In Lands I Never Saw They Say:

In lands I never saw—they say
Immortal Alps look down—
Whose Bonnets touch the firmament—
Whose Sandals touch the town—

Meek at whose everlasting feet
A Myriad Daisy play—
Which, Sir, are you and which am I
Upon an August day?

In terre che non ho mai visto, dicono
Alpi immortali guardano verso il basso
I cui berretti toccano il firmamento-
I cui sandali toccano la città-

Docile ai cui piedi eterni
Un gioco di Myriad Daisy
Quale, signore, sei tu e chi sono io
In un giorno di Agosto?

Textual Analysis:
The poem starts with the repetition of the title “In lands I never saw they say”, that’s why the author wants to stick it to the reader’s mind; and so the reader might expects the poem to be about a nature or something near a nature.

On first looking, the structure of this text is organized in two tercets and the lay-out makes immediately clear the words and the significate of this poem.
We can see that the structure of the poem in very clear and simple but there are many brakes in the reading due of presence of dash.

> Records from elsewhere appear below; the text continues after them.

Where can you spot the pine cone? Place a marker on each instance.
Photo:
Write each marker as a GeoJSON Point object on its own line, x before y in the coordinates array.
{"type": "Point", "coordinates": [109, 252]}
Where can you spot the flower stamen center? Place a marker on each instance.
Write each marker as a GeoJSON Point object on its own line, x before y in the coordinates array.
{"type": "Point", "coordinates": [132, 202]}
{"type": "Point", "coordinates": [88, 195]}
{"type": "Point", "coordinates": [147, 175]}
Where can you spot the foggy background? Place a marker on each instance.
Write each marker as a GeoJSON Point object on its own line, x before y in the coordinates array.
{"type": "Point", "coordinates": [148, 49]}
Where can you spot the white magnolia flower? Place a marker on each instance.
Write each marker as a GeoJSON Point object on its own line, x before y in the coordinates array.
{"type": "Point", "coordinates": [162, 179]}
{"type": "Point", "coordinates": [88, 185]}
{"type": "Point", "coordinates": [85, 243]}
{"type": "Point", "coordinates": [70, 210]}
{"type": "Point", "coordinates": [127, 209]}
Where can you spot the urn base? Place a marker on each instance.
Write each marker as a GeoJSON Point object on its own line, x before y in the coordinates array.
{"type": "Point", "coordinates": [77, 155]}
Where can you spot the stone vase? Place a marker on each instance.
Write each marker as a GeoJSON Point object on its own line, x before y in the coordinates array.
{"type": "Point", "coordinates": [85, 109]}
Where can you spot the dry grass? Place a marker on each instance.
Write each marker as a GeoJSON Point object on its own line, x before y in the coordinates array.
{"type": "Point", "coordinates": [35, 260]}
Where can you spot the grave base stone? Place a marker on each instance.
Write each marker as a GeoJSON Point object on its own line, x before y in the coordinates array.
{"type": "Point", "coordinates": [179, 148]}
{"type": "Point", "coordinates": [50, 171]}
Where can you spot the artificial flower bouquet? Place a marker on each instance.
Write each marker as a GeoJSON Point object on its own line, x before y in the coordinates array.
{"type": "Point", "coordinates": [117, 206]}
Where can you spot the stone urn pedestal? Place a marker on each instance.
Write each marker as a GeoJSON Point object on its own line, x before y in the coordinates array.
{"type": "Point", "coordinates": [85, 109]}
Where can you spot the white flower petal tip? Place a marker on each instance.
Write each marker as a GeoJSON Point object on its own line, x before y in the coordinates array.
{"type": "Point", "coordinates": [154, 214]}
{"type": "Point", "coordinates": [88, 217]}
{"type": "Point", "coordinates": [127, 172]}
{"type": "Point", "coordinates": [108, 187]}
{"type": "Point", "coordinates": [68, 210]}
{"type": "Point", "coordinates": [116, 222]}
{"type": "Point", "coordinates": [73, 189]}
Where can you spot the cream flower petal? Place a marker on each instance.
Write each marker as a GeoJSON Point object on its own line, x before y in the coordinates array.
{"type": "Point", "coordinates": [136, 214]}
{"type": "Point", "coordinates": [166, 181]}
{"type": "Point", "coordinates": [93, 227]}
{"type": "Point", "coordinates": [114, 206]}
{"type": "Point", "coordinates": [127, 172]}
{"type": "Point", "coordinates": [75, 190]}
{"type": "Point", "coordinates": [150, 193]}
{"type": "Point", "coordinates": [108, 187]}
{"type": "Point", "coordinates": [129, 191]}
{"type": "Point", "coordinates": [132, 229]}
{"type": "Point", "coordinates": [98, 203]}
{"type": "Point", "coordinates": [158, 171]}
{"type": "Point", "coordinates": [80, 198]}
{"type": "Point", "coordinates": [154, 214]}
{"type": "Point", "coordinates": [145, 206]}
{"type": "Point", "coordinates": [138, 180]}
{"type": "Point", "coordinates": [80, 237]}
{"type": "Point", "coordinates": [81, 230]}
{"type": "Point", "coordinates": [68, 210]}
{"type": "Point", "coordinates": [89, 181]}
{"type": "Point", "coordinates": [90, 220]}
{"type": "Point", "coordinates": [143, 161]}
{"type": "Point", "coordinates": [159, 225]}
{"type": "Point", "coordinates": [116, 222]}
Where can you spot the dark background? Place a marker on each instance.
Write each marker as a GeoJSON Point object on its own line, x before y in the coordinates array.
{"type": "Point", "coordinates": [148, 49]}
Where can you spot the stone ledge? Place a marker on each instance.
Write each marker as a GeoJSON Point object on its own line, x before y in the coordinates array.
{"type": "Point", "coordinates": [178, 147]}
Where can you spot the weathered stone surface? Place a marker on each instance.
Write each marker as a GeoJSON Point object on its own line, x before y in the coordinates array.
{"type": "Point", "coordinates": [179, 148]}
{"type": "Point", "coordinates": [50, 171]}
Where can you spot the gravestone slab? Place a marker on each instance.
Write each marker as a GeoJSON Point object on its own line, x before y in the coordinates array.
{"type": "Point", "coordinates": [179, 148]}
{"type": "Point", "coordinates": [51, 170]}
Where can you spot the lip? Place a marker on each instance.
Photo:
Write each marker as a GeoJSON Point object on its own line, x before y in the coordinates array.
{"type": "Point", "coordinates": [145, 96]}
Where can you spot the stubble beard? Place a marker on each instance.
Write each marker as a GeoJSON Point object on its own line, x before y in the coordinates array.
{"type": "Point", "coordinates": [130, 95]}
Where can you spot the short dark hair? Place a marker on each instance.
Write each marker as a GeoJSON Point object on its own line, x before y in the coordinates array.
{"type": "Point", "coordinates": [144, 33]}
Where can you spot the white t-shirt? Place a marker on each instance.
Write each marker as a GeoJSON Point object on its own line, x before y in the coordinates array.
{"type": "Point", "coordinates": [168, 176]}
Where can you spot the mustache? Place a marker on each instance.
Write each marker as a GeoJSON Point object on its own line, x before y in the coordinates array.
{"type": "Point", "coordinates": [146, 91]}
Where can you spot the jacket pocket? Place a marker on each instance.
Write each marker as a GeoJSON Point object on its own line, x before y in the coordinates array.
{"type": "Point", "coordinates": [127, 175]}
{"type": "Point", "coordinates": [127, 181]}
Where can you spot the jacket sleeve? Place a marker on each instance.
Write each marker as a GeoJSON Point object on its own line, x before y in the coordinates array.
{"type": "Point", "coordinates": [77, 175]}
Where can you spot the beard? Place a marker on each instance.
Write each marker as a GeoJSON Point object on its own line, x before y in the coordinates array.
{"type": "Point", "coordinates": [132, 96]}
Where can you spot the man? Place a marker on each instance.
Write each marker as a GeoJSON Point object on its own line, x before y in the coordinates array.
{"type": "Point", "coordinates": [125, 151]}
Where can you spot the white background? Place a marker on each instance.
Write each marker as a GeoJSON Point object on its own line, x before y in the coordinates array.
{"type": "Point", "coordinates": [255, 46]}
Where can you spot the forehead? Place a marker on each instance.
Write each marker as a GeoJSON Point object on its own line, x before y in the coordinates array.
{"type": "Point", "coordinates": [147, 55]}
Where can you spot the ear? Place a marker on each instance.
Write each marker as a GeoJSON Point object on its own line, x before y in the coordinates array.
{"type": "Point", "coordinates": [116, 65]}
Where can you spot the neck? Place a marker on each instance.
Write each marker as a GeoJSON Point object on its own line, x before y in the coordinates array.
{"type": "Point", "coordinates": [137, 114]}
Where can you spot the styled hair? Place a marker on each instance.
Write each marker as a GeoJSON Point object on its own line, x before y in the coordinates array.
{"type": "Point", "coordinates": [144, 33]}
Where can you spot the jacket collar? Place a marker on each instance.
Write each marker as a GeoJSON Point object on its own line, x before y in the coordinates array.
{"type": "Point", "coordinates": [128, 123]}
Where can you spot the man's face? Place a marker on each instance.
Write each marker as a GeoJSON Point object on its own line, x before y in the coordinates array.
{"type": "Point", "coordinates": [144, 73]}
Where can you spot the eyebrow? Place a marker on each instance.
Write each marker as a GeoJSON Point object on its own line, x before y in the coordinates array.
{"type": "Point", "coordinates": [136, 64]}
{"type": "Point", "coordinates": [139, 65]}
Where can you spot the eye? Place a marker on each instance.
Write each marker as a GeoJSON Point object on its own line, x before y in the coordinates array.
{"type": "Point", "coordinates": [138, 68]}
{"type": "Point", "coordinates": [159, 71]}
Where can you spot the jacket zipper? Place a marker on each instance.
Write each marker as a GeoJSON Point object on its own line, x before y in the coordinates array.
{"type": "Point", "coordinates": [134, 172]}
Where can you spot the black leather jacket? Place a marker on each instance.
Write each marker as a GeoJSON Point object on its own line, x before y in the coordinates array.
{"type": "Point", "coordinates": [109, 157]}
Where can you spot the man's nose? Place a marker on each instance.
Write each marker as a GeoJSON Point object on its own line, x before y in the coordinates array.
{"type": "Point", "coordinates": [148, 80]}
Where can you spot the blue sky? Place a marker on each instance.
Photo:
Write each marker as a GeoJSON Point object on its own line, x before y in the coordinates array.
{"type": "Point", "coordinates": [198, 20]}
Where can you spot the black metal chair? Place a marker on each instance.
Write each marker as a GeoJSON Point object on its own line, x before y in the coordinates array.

Also in reading the poem allows there is a similar sound between first and second stanza, because it creates the condition now the first stanza is connect with the second one.
In each tercet there are words with a Capital letter like Bonnets, Sandals; that is why the author considers the Alps as animated objects and so some words referring to women's clothing are associated with the Alps.
Indeed, “bonnets” are situated in the in the upper part of something and in this case on the top of the mountain; “sandals” are situated in the bottom part of something and in this case on the lower part of a mountain.
In the third and forth line of second tercet there is a question that the author wants to make to the reader, that is why he wants to change the syntactic structure of the poem.
In conclusion, there are many rhetoric figures like metaphor on the second and third line when the author consider the Alps as women attribute to them their clothes; like assonance on second and forth line of first tercet, “down, town”, and on the first line on the second tercet, “meek, feet”.